Name of auditors……………………………………..
Date of audit…………………………………………..
· Multilingual notices welcome parents to ‘school office’, ‘head teacher,’ ‘hall’
· A multilingual display shows languages spoken in the school.
· Visual displays show partnership with all families and communities to support
· Different festivals are celebrated, e.g. Chinese New Year and Eid.
· All displays reflect the ethnic, cultural, linguistic and religious backgrounds of all
pupils in content, colour and decoration.
· Displays are initiated by pupils as well as adults and celebrate collaborative as well
· Displays actively challenge stereotypes e.g. race, ethnicity, disability and gender.
· Learning prompts for curriculum and language are included in displays e.g.
multilingual key vocabulary, photographs and diagrams.
· Reading materials include dual language books.
· Reading materials include positive role models form different ethnic backgrounds.
· ICT includes listening posts with books and tapes/CDs, digital cameras and
computer programmes such as Clicker 5
· Resources in classes are labelled pictorially for access by early stage learners.

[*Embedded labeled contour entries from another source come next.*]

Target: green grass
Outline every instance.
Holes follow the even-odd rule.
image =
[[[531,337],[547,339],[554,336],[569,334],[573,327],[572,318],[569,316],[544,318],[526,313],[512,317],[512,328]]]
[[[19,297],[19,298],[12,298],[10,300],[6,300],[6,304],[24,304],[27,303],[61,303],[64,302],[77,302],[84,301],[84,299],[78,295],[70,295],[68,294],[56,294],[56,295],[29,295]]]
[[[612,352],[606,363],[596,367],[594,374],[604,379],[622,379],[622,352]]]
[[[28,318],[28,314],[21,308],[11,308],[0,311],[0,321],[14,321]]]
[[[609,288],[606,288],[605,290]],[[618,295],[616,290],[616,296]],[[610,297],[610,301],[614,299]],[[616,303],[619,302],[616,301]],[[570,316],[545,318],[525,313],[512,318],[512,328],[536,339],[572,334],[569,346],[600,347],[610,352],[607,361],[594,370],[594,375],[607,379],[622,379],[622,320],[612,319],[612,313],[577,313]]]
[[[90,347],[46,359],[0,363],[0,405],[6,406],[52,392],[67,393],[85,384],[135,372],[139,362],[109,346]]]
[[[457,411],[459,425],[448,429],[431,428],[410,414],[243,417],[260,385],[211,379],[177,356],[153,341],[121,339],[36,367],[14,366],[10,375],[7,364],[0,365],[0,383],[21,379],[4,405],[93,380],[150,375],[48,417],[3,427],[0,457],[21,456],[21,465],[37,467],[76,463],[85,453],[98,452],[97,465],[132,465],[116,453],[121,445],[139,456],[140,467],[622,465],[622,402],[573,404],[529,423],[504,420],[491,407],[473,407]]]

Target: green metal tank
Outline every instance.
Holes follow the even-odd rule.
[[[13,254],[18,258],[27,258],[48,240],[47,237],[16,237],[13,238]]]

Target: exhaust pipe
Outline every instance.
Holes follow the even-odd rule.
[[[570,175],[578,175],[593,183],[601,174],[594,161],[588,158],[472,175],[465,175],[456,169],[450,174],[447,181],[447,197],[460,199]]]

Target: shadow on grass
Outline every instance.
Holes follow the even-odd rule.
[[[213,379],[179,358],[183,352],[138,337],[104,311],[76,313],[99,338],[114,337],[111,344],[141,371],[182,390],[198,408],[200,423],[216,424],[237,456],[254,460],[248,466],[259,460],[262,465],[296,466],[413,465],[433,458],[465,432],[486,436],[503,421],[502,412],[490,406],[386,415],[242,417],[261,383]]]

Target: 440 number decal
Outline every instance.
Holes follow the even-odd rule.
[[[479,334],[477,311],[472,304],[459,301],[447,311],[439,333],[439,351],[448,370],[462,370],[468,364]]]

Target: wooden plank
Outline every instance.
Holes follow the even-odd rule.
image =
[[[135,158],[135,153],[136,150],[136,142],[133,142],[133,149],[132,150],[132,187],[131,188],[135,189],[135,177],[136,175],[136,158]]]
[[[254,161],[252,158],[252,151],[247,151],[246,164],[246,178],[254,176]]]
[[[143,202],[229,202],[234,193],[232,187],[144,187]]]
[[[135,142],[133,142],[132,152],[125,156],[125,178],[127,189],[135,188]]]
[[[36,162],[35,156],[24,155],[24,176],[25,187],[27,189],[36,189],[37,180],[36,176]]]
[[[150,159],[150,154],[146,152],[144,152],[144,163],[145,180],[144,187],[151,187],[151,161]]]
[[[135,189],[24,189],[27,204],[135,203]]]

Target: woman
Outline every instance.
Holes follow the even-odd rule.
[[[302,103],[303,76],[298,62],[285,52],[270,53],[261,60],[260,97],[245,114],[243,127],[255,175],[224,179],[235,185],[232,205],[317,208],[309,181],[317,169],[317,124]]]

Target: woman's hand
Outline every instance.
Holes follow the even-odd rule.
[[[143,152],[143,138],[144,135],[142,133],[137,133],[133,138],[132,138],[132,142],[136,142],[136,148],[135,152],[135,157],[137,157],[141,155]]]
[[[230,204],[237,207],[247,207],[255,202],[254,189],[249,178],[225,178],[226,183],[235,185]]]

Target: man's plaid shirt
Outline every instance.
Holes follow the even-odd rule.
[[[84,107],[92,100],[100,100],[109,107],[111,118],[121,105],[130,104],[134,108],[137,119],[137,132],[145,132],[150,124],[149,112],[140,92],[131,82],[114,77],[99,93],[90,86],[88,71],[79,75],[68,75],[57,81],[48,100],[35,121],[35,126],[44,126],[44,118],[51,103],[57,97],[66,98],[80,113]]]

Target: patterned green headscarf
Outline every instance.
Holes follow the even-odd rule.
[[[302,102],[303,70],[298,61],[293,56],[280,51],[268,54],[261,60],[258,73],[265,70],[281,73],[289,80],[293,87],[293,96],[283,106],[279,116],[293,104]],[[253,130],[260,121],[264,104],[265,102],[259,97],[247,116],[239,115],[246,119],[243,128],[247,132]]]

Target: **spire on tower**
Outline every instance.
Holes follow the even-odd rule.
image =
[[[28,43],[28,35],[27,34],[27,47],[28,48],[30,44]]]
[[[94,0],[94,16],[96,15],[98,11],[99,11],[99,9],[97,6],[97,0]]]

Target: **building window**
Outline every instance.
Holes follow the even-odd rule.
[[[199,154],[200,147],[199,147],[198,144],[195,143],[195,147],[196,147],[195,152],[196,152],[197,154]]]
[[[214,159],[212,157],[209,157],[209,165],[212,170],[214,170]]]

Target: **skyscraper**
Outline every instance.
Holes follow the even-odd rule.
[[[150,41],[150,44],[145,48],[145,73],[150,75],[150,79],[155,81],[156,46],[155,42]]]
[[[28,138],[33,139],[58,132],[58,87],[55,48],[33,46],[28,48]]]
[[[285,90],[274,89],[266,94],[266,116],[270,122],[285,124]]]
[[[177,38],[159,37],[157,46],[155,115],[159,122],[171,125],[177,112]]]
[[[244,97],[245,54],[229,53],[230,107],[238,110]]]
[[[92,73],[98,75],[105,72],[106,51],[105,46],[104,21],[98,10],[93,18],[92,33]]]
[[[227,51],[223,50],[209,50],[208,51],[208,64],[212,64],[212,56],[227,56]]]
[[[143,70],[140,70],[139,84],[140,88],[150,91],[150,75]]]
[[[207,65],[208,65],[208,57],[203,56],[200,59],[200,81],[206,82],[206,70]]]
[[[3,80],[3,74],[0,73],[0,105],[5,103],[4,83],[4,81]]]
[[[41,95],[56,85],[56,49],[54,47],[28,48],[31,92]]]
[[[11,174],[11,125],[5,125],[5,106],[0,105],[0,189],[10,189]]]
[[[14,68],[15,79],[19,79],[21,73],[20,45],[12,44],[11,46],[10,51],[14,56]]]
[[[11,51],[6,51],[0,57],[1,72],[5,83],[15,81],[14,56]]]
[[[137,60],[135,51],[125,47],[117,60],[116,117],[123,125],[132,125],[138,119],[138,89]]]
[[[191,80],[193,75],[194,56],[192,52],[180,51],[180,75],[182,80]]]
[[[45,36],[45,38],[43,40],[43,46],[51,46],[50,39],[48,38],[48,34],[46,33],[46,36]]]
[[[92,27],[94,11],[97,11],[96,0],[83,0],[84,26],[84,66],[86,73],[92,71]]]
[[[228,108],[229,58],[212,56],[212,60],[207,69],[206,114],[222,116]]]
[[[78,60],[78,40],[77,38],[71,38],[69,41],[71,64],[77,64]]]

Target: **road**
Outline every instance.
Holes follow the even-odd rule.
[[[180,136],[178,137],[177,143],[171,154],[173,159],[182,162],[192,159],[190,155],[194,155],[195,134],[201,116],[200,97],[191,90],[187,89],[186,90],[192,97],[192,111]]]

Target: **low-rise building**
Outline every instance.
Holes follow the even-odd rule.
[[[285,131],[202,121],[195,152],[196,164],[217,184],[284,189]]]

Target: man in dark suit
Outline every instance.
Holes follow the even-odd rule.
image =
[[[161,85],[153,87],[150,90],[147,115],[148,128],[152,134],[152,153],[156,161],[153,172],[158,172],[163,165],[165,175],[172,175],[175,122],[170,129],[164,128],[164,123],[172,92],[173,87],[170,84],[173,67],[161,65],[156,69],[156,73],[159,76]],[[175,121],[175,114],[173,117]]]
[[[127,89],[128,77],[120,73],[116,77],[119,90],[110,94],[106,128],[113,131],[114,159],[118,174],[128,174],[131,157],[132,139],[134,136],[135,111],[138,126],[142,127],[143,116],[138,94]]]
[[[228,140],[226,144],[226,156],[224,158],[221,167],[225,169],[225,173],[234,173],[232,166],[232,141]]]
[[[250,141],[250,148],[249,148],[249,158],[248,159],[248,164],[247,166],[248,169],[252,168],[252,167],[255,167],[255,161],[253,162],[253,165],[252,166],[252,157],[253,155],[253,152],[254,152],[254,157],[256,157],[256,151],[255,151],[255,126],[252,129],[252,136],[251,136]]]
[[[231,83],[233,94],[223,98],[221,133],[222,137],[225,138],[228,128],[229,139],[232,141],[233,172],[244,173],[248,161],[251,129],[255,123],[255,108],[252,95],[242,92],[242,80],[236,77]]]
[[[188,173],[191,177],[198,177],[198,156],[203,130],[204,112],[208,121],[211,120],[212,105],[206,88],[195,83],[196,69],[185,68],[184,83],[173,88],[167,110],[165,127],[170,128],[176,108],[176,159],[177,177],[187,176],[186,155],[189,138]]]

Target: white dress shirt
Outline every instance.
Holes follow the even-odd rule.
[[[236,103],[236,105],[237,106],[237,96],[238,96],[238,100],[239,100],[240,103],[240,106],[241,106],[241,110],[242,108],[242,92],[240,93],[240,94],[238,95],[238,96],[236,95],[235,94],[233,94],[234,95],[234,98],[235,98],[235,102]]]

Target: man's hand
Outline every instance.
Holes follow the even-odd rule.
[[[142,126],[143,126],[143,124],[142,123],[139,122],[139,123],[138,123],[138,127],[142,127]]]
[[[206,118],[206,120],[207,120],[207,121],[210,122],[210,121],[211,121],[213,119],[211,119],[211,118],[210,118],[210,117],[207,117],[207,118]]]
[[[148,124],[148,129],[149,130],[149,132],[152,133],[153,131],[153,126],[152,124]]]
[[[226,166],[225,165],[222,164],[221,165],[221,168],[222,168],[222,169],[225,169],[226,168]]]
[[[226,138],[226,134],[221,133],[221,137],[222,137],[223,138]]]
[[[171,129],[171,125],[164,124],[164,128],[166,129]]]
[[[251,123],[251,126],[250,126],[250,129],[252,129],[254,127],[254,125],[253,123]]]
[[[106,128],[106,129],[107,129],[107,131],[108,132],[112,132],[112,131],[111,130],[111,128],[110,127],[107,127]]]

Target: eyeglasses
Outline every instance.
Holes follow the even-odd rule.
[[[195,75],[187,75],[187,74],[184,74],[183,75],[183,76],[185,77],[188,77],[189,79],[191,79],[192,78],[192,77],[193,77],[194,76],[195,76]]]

· Care has been taken to ensure that any late arriving children during the term have
labelled trays, cloakroom labels and other labels.
· There is evidence of flexibility in groupings, including setting and arrangement of
Planning for EAL learners is most effective when:
· it is part of the planning process of the whole school and the whole class and is embedded in the usual planning format
· it takes account of the language demands of the curriculum, both subject-specific vocabulary and the appropriate language forms associated with content
· contexts for learning are relevant, motivating and culturally inclusive
· it provides opportunities for speaking and listening, collaborative work and other strategies for language development
· the role of additional adults with EAL expertise and/or bilingual or multilingual skills is clearly indicated and they are either involved in the planning process or have plans shared with them at the earliest opportunity
· consideration is given to the language of the task, how the children are grouped, use of first language for learning and how both language learning and language use will be assessed.

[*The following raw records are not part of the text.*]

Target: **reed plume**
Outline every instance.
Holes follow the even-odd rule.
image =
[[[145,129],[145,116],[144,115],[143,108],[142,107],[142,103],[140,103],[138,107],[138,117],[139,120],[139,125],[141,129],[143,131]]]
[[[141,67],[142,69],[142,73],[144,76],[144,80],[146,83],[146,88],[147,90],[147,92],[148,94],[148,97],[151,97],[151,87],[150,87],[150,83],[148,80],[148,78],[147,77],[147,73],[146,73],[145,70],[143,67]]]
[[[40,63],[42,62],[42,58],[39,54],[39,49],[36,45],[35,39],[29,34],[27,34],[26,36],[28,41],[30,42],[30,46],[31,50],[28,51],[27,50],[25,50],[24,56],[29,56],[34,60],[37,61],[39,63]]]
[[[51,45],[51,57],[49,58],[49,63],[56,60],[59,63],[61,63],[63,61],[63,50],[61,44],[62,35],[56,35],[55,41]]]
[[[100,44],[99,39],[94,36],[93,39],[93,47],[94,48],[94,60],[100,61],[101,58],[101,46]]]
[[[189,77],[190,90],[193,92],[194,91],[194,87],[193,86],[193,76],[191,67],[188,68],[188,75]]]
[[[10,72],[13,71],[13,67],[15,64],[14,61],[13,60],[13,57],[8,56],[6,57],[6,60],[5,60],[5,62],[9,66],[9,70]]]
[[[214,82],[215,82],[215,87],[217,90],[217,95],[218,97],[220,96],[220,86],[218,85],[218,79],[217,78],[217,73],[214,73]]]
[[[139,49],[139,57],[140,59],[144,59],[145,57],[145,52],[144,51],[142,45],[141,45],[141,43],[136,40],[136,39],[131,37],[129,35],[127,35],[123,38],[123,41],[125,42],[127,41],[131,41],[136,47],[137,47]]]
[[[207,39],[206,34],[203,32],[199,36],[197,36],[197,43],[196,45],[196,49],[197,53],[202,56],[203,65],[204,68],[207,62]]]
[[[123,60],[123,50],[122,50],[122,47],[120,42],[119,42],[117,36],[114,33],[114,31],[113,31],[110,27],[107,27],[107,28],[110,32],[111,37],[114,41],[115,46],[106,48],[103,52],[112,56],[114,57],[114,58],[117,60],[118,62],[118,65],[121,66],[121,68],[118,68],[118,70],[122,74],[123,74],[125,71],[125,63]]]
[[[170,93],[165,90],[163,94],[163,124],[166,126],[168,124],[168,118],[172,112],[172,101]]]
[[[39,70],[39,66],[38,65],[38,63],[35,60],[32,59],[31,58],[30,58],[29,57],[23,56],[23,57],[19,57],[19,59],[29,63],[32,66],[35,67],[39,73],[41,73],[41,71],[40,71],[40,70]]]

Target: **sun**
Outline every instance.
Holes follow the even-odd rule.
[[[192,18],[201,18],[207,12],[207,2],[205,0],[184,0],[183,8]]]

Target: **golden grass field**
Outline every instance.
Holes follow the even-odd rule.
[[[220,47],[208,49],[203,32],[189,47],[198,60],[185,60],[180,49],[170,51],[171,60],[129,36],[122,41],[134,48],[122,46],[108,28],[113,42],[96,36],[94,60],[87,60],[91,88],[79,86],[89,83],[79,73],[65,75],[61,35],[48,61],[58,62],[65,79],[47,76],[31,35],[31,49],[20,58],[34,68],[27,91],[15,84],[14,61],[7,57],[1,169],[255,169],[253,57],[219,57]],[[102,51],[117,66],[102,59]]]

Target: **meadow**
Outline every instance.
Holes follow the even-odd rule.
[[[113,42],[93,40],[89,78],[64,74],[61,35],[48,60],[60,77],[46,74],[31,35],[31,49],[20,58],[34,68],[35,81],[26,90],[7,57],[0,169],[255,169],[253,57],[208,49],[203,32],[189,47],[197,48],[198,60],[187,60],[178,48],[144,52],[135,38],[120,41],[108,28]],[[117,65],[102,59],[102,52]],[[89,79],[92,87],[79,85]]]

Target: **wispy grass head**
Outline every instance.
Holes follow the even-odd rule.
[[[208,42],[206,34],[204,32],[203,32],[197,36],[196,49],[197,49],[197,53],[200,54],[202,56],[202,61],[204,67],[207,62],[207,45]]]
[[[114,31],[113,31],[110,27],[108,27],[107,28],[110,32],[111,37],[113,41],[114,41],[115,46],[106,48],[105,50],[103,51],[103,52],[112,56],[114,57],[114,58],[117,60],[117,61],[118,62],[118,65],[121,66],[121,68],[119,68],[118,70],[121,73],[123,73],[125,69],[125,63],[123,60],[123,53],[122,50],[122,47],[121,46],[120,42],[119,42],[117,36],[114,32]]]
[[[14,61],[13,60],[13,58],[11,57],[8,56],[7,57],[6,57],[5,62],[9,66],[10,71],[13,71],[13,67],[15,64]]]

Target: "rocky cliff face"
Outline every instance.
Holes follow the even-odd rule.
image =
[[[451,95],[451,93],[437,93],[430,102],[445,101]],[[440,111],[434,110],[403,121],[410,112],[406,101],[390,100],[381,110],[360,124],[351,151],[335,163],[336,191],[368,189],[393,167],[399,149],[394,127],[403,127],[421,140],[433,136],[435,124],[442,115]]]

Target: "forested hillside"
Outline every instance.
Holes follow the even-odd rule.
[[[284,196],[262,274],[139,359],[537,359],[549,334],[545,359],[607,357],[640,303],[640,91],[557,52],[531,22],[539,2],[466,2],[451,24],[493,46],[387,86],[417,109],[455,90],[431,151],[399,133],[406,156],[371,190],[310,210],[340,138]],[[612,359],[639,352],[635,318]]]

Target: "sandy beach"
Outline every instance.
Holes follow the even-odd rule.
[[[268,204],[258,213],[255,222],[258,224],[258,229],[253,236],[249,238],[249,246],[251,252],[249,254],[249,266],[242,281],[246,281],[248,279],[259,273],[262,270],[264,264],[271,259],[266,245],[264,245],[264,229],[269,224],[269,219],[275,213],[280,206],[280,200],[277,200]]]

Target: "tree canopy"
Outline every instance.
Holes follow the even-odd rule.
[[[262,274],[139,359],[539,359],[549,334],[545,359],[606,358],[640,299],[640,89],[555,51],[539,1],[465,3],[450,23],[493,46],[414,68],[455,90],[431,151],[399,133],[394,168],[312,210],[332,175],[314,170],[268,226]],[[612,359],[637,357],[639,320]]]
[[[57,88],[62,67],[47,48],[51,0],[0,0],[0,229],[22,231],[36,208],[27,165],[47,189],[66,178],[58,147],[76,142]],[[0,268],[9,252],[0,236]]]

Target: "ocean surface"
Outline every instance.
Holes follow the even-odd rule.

Planning for EAL learners requires careful consideration of the curriculum context and provision of appropriate scaffolding to enable access to the curriculum. It is also important to identify the academic and cognitive language demanded by the curriculum and to plan for how this will be modelled by adults and peers and the opportunities that will be provided to rehearse and use the language in meaningful contexts.
Research shows that language support is best provided within the curriculum wherever possible, as time out of subject lessons for additional language tuition is ultimately likely to cause the learner to fall further behind in the curriculum.
EAL learners need to hear good models of language from peers and adults. They are more likely to make progress in their language development and learning when working alongside peers with similar cognitive ability and greater linguistic proficiency.
Where bilingual approaches are employed, it is important that the first language is used not only when communication has broken down or just to interpret the occasional difficult word. For conceptual development to occur, children need opportunities to hear and use extended stretches of the language, and where possible, for children to meet new learning first in their strongest language. Children who already know broadly what they are going to hear in the new language will have hooks on which to hang their new learning.
Careful consideration of contexts can support bilingual learners in meeting the demands placed upon them in the classroom or setting. Tasks can be made more, or less, supportive depending on the extent to which they are embedded in a supportive context.
Ways to make contexts more supportive include:
· ensuring that children are able to build on their previous experience
· scaffolding tasks through prompts, frames, graphic organisers, etc.
· providing carefully planned opportunities to listen and speak in a wide range of situations across the curriculum, particularly with more proficient users of first/ additional language.